1. Hunter Pence (Y!: 59)- I was at a bar the other night and I overheard a guy say this: “This place is very Hunter Pence.” When I asked the guy what he meant by that, he said, “You know, it’s very Hunter Pence. Consistently good. God, what rock have you been living under?” OK, so maybe this isn’t entirely true, but look at what Pence has done over his career. You can bank on 80 runs, 25 homers, 80-90 RBI, a bushel of steals, and a .280 average. That’s his floor, and while his ceiling isn’t too much higher, he’s a guy you can drop in as your number two outfielder and you could, heaven forbid, fall into a coma for the remainder of the season and your team would be just fine. Awesome Advice: Draft Pence over Andre Ethier and don’t look back.
2. Nick Swisher (Y!: 136)- Can I tell you that I’ve never really liked Swisher? OK, cool, thanks for letting me get that off my chest. But come on, 136? Numbers don’t lie and let me show you why.
Player A: 87, 27, 80, 1, .254
Player B: 63, 22, 60, 4, .256
Player A’s stats are Swisher’s over the past three years. Player B’s stats? Jay Bruce (Y!:63). You figure it out. Awesome Advice: Don’t stock up on outfielders too early, there are a lot of fine proven veterans in the mid-rounds.
2. Aubrey Huff (Y!: 129)- Nobody wants to believe in this guy, and I don’t really know why, but maybe it’s the fact that he has a “rally thong.” As you can see, he’s projected to go in the 13th round of a 10-team draft. If you can get him here, it’s an absolute steal. Check out his three year averages: 85, 24, 93, 3, .279. Here are three OF/1B who are ranked above him: Nick Markakis (101), Pablo Sandoval (108), and Carlos Pena (117). You really think their three year averages are better than Huff? No. They’re not. Awesome Advice: If you missed out on one of the top first basemen, Huff is a good guy to keep your eye on.

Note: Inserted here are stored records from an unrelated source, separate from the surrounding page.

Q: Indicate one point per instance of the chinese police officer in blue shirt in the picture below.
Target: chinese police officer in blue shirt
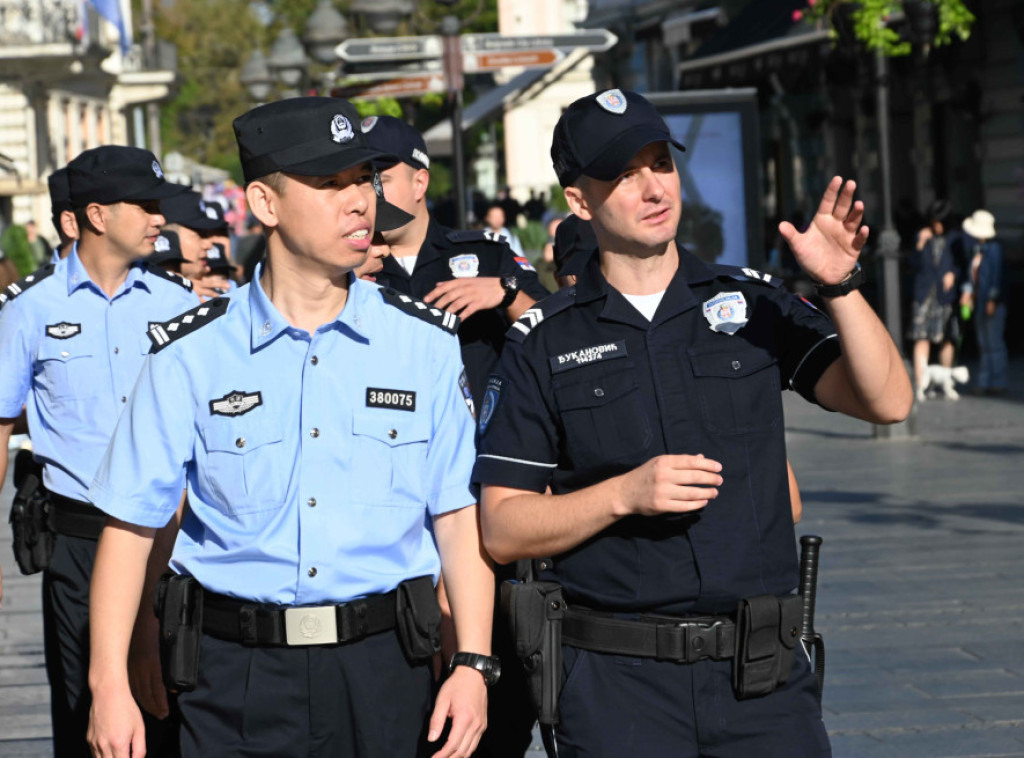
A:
(647, 398)
(73, 338)
(327, 456)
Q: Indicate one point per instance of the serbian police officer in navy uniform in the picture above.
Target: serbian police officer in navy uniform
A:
(477, 277)
(327, 455)
(73, 338)
(471, 274)
(647, 397)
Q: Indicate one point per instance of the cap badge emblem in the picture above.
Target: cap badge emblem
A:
(341, 130)
(612, 100)
(726, 312)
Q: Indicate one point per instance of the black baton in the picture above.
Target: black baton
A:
(809, 546)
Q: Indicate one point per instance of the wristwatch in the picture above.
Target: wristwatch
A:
(853, 280)
(489, 666)
(511, 287)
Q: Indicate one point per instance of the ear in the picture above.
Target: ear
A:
(421, 180)
(578, 203)
(262, 201)
(69, 225)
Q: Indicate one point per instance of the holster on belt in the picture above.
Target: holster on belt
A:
(178, 603)
(535, 612)
(30, 515)
(418, 619)
(767, 629)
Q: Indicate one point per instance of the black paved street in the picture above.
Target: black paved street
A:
(920, 599)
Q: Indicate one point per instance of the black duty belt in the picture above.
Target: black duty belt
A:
(261, 625)
(76, 518)
(662, 637)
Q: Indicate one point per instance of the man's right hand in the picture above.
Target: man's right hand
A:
(116, 728)
(670, 483)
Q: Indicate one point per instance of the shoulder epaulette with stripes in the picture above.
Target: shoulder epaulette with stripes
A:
(547, 307)
(163, 333)
(444, 320)
(28, 283)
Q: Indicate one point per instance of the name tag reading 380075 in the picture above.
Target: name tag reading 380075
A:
(396, 399)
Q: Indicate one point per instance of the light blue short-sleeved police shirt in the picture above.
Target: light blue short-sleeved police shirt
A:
(313, 462)
(71, 354)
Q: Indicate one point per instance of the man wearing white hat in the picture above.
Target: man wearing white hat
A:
(983, 290)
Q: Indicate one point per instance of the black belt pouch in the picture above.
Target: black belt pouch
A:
(418, 619)
(30, 512)
(179, 606)
(767, 629)
(534, 612)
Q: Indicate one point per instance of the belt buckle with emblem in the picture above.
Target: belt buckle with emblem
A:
(311, 626)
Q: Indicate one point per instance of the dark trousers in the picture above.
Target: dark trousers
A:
(613, 706)
(361, 700)
(66, 640)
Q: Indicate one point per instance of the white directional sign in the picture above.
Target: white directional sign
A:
(379, 49)
(597, 40)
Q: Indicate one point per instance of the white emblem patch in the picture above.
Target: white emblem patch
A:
(612, 100)
(464, 266)
(726, 312)
(64, 330)
(341, 130)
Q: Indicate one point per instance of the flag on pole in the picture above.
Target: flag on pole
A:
(111, 10)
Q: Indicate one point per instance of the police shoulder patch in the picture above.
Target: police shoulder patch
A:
(177, 279)
(163, 333)
(460, 237)
(28, 283)
(449, 322)
(547, 307)
(745, 275)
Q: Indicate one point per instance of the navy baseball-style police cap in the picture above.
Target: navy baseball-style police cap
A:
(188, 209)
(167, 249)
(393, 135)
(115, 173)
(599, 134)
(59, 191)
(311, 136)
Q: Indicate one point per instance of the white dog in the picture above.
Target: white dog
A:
(943, 378)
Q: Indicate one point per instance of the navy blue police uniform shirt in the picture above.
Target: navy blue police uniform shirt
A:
(449, 254)
(587, 388)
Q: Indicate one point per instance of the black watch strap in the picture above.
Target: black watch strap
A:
(853, 280)
(488, 666)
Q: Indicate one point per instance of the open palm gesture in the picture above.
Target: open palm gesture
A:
(832, 244)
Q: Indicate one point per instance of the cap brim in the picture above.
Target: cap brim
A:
(617, 154)
(160, 192)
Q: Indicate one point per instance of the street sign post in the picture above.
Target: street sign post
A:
(384, 49)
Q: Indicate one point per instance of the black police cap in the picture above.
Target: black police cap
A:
(167, 249)
(59, 191)
(393, 135)
(311, 136)
(115, 173)
(599, 134)
(189, 210)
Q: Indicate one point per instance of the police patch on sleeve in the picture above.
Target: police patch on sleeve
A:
(586, 355)
(726, 312)
(64, 330)
(466, 393)
(492, 397)
(237, 403)
(395, 399)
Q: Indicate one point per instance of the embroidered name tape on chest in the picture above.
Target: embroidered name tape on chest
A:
(395, 399)
(587, 355)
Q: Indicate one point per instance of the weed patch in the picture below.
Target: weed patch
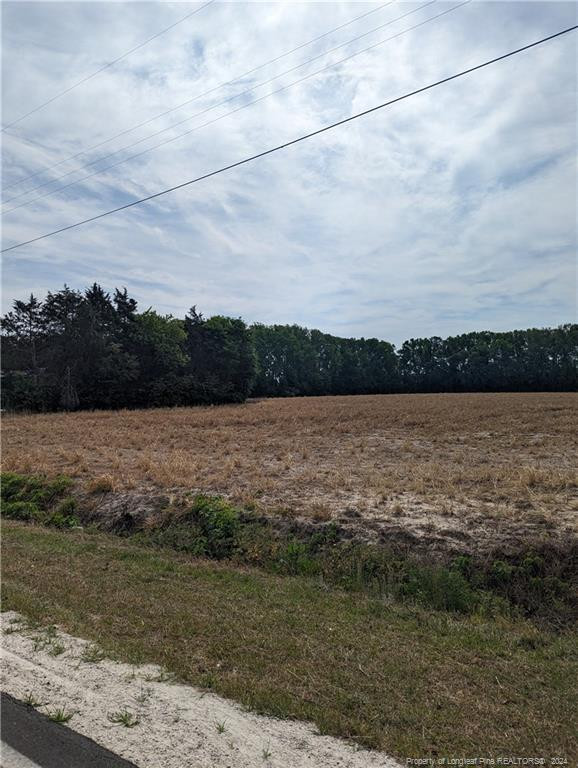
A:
(35, 498)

4. Adam LaRoche (Y!: 190)- Experts will say he strikes out too much and that his upside is lacking, but…and say it with me… “screw upside.” So what if LaRoche doesn’t get any better and what you see is what you get? Is that a bad thing? He’s hit 25 home runs in three straight seasons. In each of the past two years he’s had over 74 runs scored. Yes, he’s switched teams (D-Backs to Nationals), but you can’t tell me Jayson Werth and LaRoche aren’t going to do damage together. He’s another sneaky first basemen who you can get super late. Awesome Advice: I wouldn’t make him my first one-bagger, but keep in mind you might have to fill INF and UTL spots.
5. Paul Konerko (Y!: 97)- One of the rules of fantasy baseball is “Don’t pay for last year’s stats.” And you shouldn’t. Konerko put up top-15 numbers last year, and anyone who drafts him anywhere near there is crazy. There is no way his average will be over .300 again this year, and he probably won’t sniff 40 homers or 110 RBI. But if you’re in a 12-team league, I have no problem having him as my number one first baseman. Awesome Advice: If you draft him, cross your fingers, he could bring back big bucks for daddy again.
Youth and potential will certainly effect the way players are ranked, but don’t always buy into hype. Make sure you take a look under the hood and know what you’re buying. A proactive, curious manager is going to have a better team than someone who just memorizes names of who is supposed to be good.